Vinny Procia and Diana Chong

"She sounded so distraught and stressed about not being able to get home and not being able to go to work. So I was like, 'Alright, send me the address, I'll drive them to you.' No hesitation," Procia said. "Helping the next person is doing God's work."

The customer paid for Procia's gas and tolls and gave him a gift card along with a thank you note, which came in handy when Procia got stopped for speeding coming back home to Long Island.

The officer let him go without a ticket after Procia showed him the card and told him the story.

Difference Makers

We met some truly special people along the way with Sean Adams with his weekly feature Stories From Main Street. The common thread is they're ordinary people doing extraordinary things. 

Brian Jaeger, from Hastings-on-Hudson, is among those who stand out. The 12-year-old hockey player started the charity “Stick Up To Cancer" in memory of his late aunt who died four years ago from cancer. He collects used hockey sticks and distributes them to underserved communities. 

His parents are also supporting the effort by donating $5 for each hockey stick he collects. An anonymous donor has agreed to match his parents’ contributions. The money donated will go towards the “Marla's Fund" to help literacy programs in the Edgemont School District.

Brian Jaeger - Stick Up To Cancer

Another "Difference Maker" is Billy Keenan a former high school teacher in Rockland County and Army veteran who is finding new ways to inspire others years after becoming paralyzed in a surfing accident. 

When Keenan was in the depths of despair in the hospital, he got a phone call from the late NYPD Detective Steven McDonald, who forgave the young man who shot and paralyzed him.

“Steven said to me, ‘Billy, there’s a reason why you’re alive. Your work is not done. God has a very special plan for you,’” Keenan said.

He took those words to heart and was determined to get back to teaching, which is exactly what he did. It was too much a demand on his body and had to retire in 2017, but he has since become a motivational speaker and now talks about overcoming adversity to school children, sports teams and charitable organizations. He also continues to spread McDonald's message of love and forgiveness.

Billy Keenan

Another story that generated a lot of interest has to do with FDNY Deputy Chief Frank Leeb, who is on a personal mission to protect firefighters.

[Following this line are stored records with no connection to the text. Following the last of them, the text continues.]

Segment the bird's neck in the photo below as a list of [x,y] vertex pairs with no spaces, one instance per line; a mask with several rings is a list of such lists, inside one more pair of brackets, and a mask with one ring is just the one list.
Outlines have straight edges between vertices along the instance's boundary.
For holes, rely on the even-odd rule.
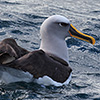
[[67,44],[65,40],[61,40],[59,38],[43,38],[41,40],[40,49],[45,51],[46,53],[51,53],[59,58],[65,60],[69,63],[69,56],[67,50]]

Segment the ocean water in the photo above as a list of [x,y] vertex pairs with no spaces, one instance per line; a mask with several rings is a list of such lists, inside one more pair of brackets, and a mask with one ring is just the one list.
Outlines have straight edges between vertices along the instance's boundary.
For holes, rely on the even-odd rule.
[[73,69],[68,86],[1,84],[0,100],[100,100],[100,0],[0,0],[0,41],[13,37],[25,49],[36,50],[40,25],[55,14],[66,16],[96,44],[66,40]]

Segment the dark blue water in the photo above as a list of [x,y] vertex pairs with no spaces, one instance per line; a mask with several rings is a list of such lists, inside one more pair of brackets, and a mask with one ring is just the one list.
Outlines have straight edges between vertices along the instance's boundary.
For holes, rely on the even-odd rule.
[[99,0],[0,0],[0,41],[13,37],[30,51],[40,45],[41,23],[50,15],[66,16],[83,33],[96,39],[93,46],[68,38],[72,81],[68,86],[44,87],[35,83],[0,85],[0,100],[100,100]]

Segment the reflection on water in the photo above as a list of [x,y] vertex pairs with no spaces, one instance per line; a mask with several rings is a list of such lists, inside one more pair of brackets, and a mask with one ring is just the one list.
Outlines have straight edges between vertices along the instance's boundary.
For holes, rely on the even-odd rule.
[[93,36],[96,44],[92,46],[74,38],[66,40],[73,69],[68,86],[45,87],[25,82],[3,84],[0,86],[0,100],[100,100],[99,8],[99,0],[1,0],[0,40],[13,37],[30,51],[38,49],[40,25],[48,16],[60,14],[80,31]]

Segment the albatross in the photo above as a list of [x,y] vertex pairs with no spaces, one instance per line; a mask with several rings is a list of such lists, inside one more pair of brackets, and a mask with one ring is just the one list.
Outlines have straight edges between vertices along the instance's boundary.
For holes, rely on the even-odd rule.
[[65,39],[75,37],[95,44],[92,36],[78,31],[61,15],[48,17],[40,27],[41,44],[35,51],[20,47],[13,38],[0,42],[0,81],[6,84],[25,81],[62,86],[71,80]]

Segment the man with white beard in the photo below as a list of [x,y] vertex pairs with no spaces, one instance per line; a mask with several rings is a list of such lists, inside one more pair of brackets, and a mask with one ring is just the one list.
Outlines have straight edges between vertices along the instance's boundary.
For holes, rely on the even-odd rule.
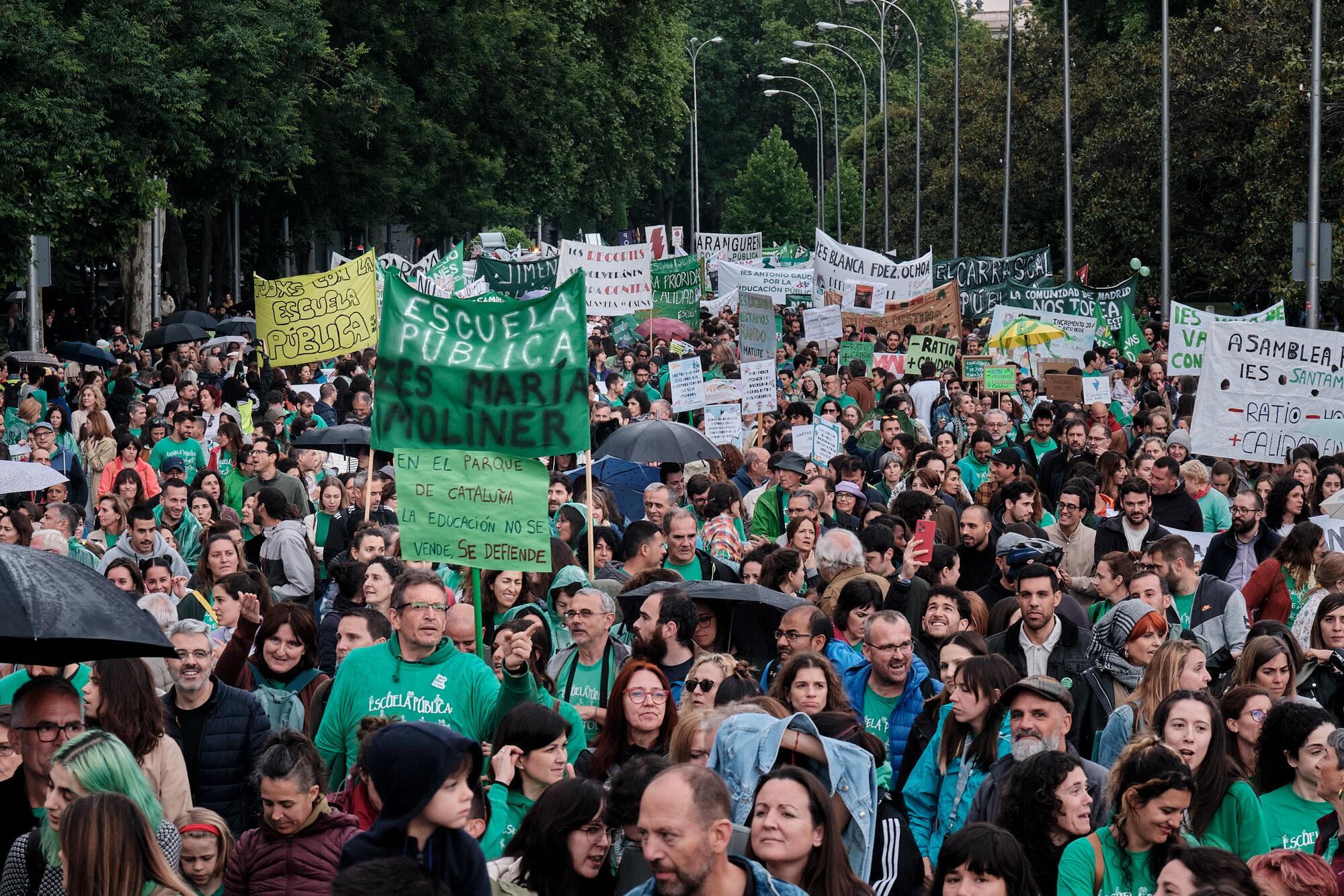
[[[999,821],[999,790],[1008,772],[1019,762],[1025,762],[1039,752],[1058,750],[1078,756],[1066,735],[1073,725],[1074,697],[1068,688],[1050,676],[1028,676],[1008,688],[1001,697],[1008,707],[1008,731],[1012,737],[1012,752],[989,766],[989,774],[980,783],[976,799],[970,803],[966,823],[973,821]],[[1087,776],[1087,793],[1093,798],[1093,827],[1101,827],[1110,815],[1106,803],[1106,768],[1083,759],[1083,774]]]

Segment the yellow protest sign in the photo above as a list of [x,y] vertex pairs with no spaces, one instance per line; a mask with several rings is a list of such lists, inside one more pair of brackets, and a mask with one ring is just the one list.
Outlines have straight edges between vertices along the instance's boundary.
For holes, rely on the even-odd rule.
[[253,274],[257,336],[271,364],[304,364],[378,343],[378,273],[368,251],[324,274]]

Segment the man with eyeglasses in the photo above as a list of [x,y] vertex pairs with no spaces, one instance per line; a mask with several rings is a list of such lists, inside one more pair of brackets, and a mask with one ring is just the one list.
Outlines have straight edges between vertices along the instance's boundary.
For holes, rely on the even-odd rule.
[[9,854],[13,841],[38,826],[47,801],[51,758],[83,729],[83,701],[65,678],[39,676],[13,693],[7,746],[23,756],[23,764],[0,782],[4,854]]
[[1241,590],[1282,539],[1262,523],[1265,501],[1255,489],[1238,492],[1231,509],[1231,528],[1212,537],[1200,568]]
[[251,768],[270,736],[257,697],[215,676],[210,629],[180,619],[168,629],[177,652],[168,660],[172,690],[164,695],[164,729],[181,747],[194,806],[219,813],[234,836],[257,826]]
[[914,653],[914,633],[905,615],[879,610],[863,623],[864,662],[841,676],[849,705],[863,716],[864,729],[887,747],[878,786],[900,778],[906,742],[926,700],[942,690],[929,666]]
[[505,635],[504,674],[460,652],[445,635],[448,595],[437,572],[406,570],[391,596],[392,638],[355,650],[332,685],[327,715],[313,743],[331,771],[332,786],[345,778],[359,752],[359,723],[368,715],[445,725],[472,740],[488,740],[509,709],[536,700],[528,661],[528,631]]
[[606,723],[606,704],[616,674],[630,658],[630,649],[610,635],[616,600],[597,588],[579,588],[564,610],[564,627],[574,638],[546,664],[556,696],[579,711],[589,743]]

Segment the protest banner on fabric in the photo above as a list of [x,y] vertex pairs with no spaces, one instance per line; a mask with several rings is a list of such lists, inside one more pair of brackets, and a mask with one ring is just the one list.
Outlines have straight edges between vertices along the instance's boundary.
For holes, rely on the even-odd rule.
[[668,364],[668,382],[672,384],[673,414],[704,407],[704,371],[700,369],[699,355]]
[[946,283],[949,279],[957,281],[961,287],[961,316],[968,320],[988,317],[1009,279],[1031,286],[1055,282],[1048,246],[1007,258],[965,255],[934,259],[933,282]]
[[[961,302],[957,297],[957,281],[949,281],[927,293],[921,293],[907,302],[894,302],[888,296],[887,310],[882,317],[866,317],[864,314],[843,314],[845,326],[863,329],[876,328],[879,334],[905,330],[906,325],[913,325],[921,333],[933,333],[939,326],[946,326],[949,333],[961,333]],[[825,294],[825,305],[840,305],[839,292]]]
[[387,278],[374,447],[577,454],[589,447],[583,275],[540,298],[438,298]]
[[[816,270],[812,294],[820,300],[828,292],[843,293],[844,281],[884,283],[887,304],[905,302],[933,289],[933,251],[907,262],[857,246],[837,243],[816,231],[812,266]],[[958,309],[960,312],[960,309]]]
[[872,343],[867,340],[860,343],[847,339],[840,343],[840,348],[836,352],[836,365],[844,368],[849,365],[849,361],[857,360],[867,364],[868,369],[872,369]]
[[257,337],[271,364],[305,364],[378,341],[374,253],[323,274],[266,279],[253,274]]
[[765,267],[754,263],[719,262],[719,292],[759,293],[784,305],[790,293],[812,293],[810,267]]
[[634,246],[589,246],[573,239],[560,242],[562,282],[582,270],[587,290],[587,313],[614,317],[653,309],[653,250]]
[[704,281],[695,255],[664,258],[649,265],[653,316],[677,320],[692,330],[700,325],[700,294]]
[[918,372],[925,361],[933,361],[941,371],[957,364],[957,340],[915,334],[906,347],[906,364]]
[[548,481],[540,461],[398,449],[402,556],[477,570],[550,570]]
[[774,359],[742,363],[742,412],[765,414],[780,407]]
[[476,259],[476,275],[484,277],[493,292],[519,297],[538,289],[555,289],[559,266],[559,255],[531,262],[503,262],[480,255]]
[[840,317],[839,305],[804,308],[802,334],[809,340],[840,339],[844,336],[844,325],[840,322]]
[[738,293],[738,351],[743,361],[774,360],[774,304],[769,296]]
[[1192,454],[1282,463],[1312,443],[1344,450],[1344,336],[1212,321],[1191,422]]
[[712,445],[742,447],[742,406],[707,404],[704,408],[704,438]]
[[872,369],[883,369],[896,376],[906,375],[906,356],[892,352],[874,352]]
[[1208,339],[1208,325],[1212,321],[1245,321],[1267,324],[1270,326],[1284,326],[1284,302],[1275,302],[1263,312],[1243,314],[1215,314],[1212,312],[1172,302],[1172,325],[1169,349],[1167,355],[1167,371],[1172,376],[1189,373],[1199,376],[1204,372],[1204,340]]

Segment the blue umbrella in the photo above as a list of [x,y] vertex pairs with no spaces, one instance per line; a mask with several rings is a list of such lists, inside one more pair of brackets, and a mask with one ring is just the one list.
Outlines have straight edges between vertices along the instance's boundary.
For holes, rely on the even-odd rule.
[[[570,478],[578,482],[583,467],[570,470]],[[612,489],[616,506],[626,520],[644,519],[644,486],[659,481],[659,467],[632,463],[617,457],[602,457],[593,463],[593,482],[601,482]]]

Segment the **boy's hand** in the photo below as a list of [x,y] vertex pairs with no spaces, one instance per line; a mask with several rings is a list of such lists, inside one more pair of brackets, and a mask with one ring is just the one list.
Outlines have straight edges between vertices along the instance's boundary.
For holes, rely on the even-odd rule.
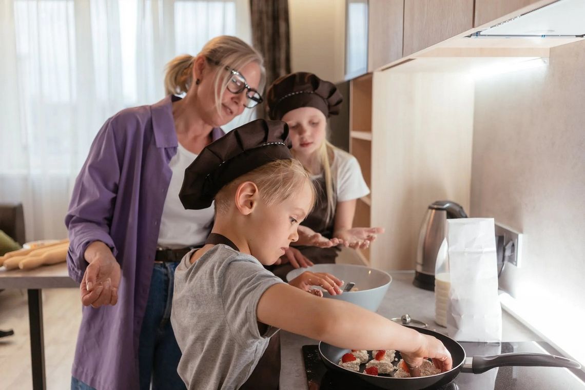
[[384,233],[383,227],[352,227],[338,230],[333,233],[333,239],[354,249],[367,248],[376,240],[377,235]]
[[287,263],[291,263],[291,265],[295,268],[301,267],[307,268],[315,265],[302,253],[301,253],[301,251],[292,247],[287,248],[284,251],[284,254],[281,256],[274,264],[276,265],[285,264]]
[[305,291],[310,290],[312,286],[319,286],[332,295],[337,295],[342,292],[339,287],[343,285],[343,282],[331,274],[305,271],[288,282],[288,284]]
[[331,248],[342,243],[340,240],[336,238],[329,240],[307,226],[299,226],[297,231],[298,232],[298,240],[295,242],[295,245]]
[[421,336],[421,346],[411,354],[401,353],[404,362],[408,365],[412,376],[416,376],[418,368],[422,364],[422,360],[432,358],[435,366],[441,368],[441,372],[448,371],[453,368],[451,354],[438,339],[419,333]]
[[85,251],[90,263],[80,285],[81,303],[84,306],[99,308],[118,303],[120,284],[120,264],[105,244],[94,241]]

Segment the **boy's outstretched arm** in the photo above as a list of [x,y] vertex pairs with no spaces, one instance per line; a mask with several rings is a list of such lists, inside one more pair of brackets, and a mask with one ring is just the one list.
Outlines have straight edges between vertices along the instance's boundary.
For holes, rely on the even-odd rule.
[[263,323],[340,348],[397,350],[412,367],[430,357],[442,362],[443,371],[452,368],[450,354],[436,338],[349,302],[315,296],[287,284],[267,289],[256,315]]

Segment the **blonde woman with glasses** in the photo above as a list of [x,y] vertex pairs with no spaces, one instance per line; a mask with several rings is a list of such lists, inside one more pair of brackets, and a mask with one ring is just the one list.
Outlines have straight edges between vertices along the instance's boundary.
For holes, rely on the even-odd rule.
[[185,210],[179,191],[221,126],[262,102],[264,78],[257,51],[218,37],[168,63],[167,97],[118,112],[98,132],[66,218],[83,304],[72,389],[185,388],[169,320],[174,270],[205,242],[214,208]]

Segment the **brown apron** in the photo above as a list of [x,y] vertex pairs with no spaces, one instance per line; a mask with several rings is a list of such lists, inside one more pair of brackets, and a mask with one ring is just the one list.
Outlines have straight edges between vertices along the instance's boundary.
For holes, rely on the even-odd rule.
[[[212,233],[206,244],[223,244],[234,250],[239,249],[229,239],[222,234]],[[270,337],[268,347],[254,368],[252,375],[240,390],[278,390],[280,381],[280,333]]]
[[[321,233],[324,237],[331,239],[333,237],[335,218],[331,218],[330,221],[327,220],[327,191],[324,175],[322,175],[318,178],[314,179],[313,182],[317,190],[317,199],[315,202],[315,207],[311,214],[301,225],[310,227],[314,231]],[[334,192],[334,210],[336,205],[337,196]],[[335,263],[335,259],[340,250],[337,247],[318,248],[312,246],[295,246],[295,248],[298,249],[304,256],[316,264]],[[287,274],[295,269],[290,263],[271,265],[266,268],[285,282],[287,281]]]

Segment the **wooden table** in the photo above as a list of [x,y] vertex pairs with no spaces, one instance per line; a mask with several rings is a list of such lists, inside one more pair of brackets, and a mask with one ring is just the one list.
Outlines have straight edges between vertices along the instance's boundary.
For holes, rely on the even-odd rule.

Leeb says there’s been a sudden increase in occupational cancer with dozens of young firefighters getting sick from exposure to toxins on the job.

“Ten years past, you’d hear about firefighters getting cancer when they’re in the 70s, 80s and 90s.  Today, you hear about firefighters getting cancer in their 20s, 30s and 40s,” Leeb explains. “What’s burning in the house is different today than it was in the 1950s, when it was all natural-based fibers. Now a lot of stuff is petroleum-based products, there are a lot of plastics that are burning. So it's very different.”

Leeb says the FDNY is trying to move away from the image of a "salty firefighter."

FDNY Deputy Chief Frank Leeb

The new motto is, “Clean is the new Salty.”

The department is trying to put more emphasis on decontaminating and regularly washing and swapping out of gear.

Adams also highlighted the work of the World Trade Center Health Clinic at Mount Sinai, where he met Dr. Michael Crane who is devoted to caring for people who are becoming sick nearly two decades after the 9/11 attacks.

There are 76,000 first responders being checked out under his care and he estimates 90,000 should be in the program.

"I have this terrible, terrible thought every once in a while that there's a group of people who I don't know who are out there who have been exposed who are then going to come down with some type of rare tumor, things that are not even on the list we have, and they're going to go to doctors who are going to try to help them who are not going to make the connection between here and World Trade and they're not going to get the right care and that makes me crazy," Crane said.

The last Difference Maker Adams speaks about is a 97-year-old from Pompton Plains who is trying to achieve a dream he’s had for years: to sing the national anthem at Yankee Stadium in honor of his best friend — a Marine who died in Saipan at the age of 20.